Tuesday, 17 December 2019

On the brink

So, that's that.

For people like me who didn't really buy the 'will of the people' schtick when a mere 37% of eligible voters who voted in 2016 to leave the EU, when that small minority of the population was woefully ill-informed about how we should leave, when we should leave, and how much say MPs should have in deciding the answers to those questions, it was a final throw of the dice.

I voted remain in 2016 but I've no great love for the bloated, over-bureaucratic and self-satisfied and self-serving EU. It's just that our economy's roots are too deeply entangled after forty years to free ourselves without doing untold damage. To our tree.

So I'd have been quite happy for Labour's plan to have another go at it, now we know the facts. It would have been awful. But it would have been informed.

I was also quite hoping in my own sweet and politically naive way that we might just get a result that did something - anything - for the millions suffering real, daily poverty. For the NHS. For schools.
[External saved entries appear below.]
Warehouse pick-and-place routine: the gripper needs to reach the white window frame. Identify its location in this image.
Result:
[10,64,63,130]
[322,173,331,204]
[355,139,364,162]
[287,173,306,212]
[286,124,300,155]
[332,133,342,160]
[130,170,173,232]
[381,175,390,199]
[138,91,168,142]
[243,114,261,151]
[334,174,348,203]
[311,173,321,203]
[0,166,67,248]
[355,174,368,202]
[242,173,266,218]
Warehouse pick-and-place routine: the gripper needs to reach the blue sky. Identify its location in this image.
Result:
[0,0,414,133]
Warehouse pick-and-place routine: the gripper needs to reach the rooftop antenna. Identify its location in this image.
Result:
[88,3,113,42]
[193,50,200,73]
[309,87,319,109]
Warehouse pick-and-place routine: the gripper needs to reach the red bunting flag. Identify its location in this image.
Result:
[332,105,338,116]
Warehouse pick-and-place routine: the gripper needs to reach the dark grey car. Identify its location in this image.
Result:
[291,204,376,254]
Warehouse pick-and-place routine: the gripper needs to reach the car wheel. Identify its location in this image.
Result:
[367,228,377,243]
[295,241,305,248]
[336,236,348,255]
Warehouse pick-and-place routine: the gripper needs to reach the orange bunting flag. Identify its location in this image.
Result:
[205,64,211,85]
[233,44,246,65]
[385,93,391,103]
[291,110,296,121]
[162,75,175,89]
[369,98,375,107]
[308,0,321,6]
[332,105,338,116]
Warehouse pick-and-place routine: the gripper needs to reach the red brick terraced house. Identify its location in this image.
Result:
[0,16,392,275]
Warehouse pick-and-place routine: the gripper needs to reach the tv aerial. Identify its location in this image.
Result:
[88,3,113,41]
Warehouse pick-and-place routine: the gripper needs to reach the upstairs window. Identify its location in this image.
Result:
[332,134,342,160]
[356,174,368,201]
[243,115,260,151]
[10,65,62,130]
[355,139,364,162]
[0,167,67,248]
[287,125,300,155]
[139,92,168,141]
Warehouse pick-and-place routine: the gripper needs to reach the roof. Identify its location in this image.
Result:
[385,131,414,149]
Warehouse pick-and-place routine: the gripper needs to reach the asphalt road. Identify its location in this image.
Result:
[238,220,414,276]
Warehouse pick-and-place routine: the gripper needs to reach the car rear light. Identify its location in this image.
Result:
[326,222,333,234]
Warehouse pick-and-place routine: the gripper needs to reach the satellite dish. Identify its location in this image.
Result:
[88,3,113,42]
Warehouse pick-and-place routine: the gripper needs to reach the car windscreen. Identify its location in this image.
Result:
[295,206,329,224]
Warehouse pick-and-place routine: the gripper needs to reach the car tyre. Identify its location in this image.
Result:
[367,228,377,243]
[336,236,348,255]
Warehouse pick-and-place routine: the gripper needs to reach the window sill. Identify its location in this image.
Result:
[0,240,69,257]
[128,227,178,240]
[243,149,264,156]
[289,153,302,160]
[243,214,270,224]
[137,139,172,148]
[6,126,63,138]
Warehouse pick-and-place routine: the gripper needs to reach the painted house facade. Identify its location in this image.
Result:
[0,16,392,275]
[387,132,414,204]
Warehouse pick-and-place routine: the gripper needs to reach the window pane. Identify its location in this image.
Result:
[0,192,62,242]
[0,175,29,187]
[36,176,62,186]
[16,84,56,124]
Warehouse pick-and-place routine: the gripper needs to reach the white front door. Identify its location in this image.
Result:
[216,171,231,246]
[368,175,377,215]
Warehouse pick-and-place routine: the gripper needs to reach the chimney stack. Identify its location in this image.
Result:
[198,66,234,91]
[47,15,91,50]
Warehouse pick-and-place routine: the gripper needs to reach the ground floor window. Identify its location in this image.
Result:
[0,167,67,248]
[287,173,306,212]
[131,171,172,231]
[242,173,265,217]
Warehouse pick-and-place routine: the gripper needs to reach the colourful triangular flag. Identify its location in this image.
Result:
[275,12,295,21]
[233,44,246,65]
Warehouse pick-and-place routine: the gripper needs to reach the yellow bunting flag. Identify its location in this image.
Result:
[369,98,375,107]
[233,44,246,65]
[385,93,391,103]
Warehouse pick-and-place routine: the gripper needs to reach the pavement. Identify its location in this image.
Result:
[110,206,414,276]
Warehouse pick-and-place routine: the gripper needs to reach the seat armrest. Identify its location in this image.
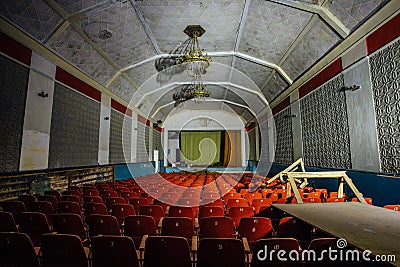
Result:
[139,235,149,251]
[242,237,250,254]
[157,218,164,232]
[192,235,198,253]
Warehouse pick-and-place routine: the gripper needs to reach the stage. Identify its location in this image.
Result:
[273,202,400,266]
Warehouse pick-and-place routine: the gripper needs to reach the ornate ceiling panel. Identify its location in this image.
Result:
[138,0,244,53]
[0,0,61,42]
[324,0,388,29]
[262,71,289,102]
[49,27,116,85]
[81,2,156,68]
[282,18,340,80]
[109,75,136,102]
[225,89,250,106]
[223,103,246,116]
[235,58,272,88]
[126,61,157,87]
[239,1,312,64]
[0,0,390,122]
For all those things we need to be the nation we are.

But, of course, it was not to be.

I’ve been thinking a lot since Thursday night about this. I live in an area that voted overwhelmingly for Brexit in 2016, and that last week returned a Tory with an even bigger majority (it was already huge).

Why do the Turkeys keep voting for Christmas? Putting aside the obvious and overwhelming antipathy to Corbyn nationally, my constituency has historically, consistently and - in my view rather foolishly - returned a Tory forever. They’d have voted Tory even if God himself or the Pope or Kelvin and Oti had been standing.

Then there’s Brexit.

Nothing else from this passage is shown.